I adored BioShock, and while it lost some of its lustre and great ideas once it reached a certain point, one thing that I couldn’t criticise it on was the lack of multiplayer. It was never an issue as the actual FPS mechanics weren’t anything special, and it was the isolation and the experience of exploring this strange world on your own that really drove me forwards.
It reminds me of Metroid Prime, where a fantastic sort-of FPS that was about exploring a strange new world by yourself was met with criticism for its lack of multiplayer. And sure enough, where Metroid Prime 2 came with a half-baked multiplayer, BioShock 2 is set to come with its own effort.
Back when Metroid did it, I can remember making the argument that multiplayer is completely at odds with what makes both Metroid Prime and the Metroid series as a whole great. The games, up until then, were all about being isolated on a hostile alien world, exploring while hunting and being hunted, and even when it moved into the first-person perspective those were still the ideas that carried it. It was never a shooter, in other words, and therefore didn’t need deathmatch, and that description pretty much entirely applies to BioShock as well.

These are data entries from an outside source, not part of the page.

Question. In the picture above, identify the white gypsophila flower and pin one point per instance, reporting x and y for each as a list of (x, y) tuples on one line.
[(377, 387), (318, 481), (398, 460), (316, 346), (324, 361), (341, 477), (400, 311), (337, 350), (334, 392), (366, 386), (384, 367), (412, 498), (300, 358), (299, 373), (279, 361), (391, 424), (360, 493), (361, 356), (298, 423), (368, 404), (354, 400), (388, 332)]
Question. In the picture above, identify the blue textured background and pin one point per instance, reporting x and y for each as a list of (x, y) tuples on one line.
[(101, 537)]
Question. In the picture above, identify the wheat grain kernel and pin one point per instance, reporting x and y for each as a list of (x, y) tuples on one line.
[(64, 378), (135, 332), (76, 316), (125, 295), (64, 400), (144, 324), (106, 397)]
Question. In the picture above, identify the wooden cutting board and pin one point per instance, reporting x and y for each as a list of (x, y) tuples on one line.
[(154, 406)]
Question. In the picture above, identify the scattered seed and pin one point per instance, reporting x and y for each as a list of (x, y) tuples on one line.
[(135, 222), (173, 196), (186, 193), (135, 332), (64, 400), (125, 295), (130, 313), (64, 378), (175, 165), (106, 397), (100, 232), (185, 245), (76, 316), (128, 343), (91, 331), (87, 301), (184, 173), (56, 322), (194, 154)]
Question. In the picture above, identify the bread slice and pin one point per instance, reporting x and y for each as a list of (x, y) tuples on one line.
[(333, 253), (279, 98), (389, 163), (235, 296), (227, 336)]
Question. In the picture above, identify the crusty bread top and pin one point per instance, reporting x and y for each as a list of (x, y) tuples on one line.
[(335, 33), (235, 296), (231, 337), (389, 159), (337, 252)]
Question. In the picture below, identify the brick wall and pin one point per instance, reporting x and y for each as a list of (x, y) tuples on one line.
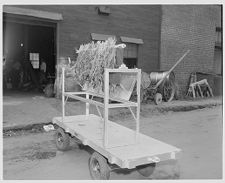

Just look at where Metroid has ended up. Hunters and Prime 3 aren’t bad, but Samus and her bounty hunter friends don’t feel like Metroid to me.
I hate this need to clamour for the bullet point on the back of the box. It’s disrespectful to the effort that goes into crafting a rewarding single player, and while I could understand it if, say, a Call of Duty came without multiplayer, it’s wrong to say that every game needs it. Complaining that a story-led FPS doesn’t come with multiplayer is devaluing a great work in order to appeal to people who don’t appreciate the work that went into the game anyway, like criticising Schindler’s List for not having enough action scenes.
I don’t like to sound like a pretentious twat, which I think is somewhere that this argument comes dangerously close to taking me, but I really think there’s a point here. Starbreeze makes fantastic first-person adventures and has had a great reputation for this since the first Riddick game on the Xbox, and both subsequent releases in this vein, The Darkness and Assault on Dark Athena, have had, respectively, shockingly bad and mediocre multiplayer modes that nobody plays anyway. The people who appreciate the games have no interest in the multiplayer, and the people who would whine about the exclusion have games that they’d rather play in Call of Duty and Halo. Developers should save the money and make an even better story.
To me, this is another example of why games aren’t taken seriously, and it doesn’t help when the gaming media is often guilty of marking games down for not coming with multiplayer, continuing to mix up objective consumer advice and a review, because they’re not the same thing. Games are art, are they? Well then we’d better mark down Hamlet for not having any musical numbers.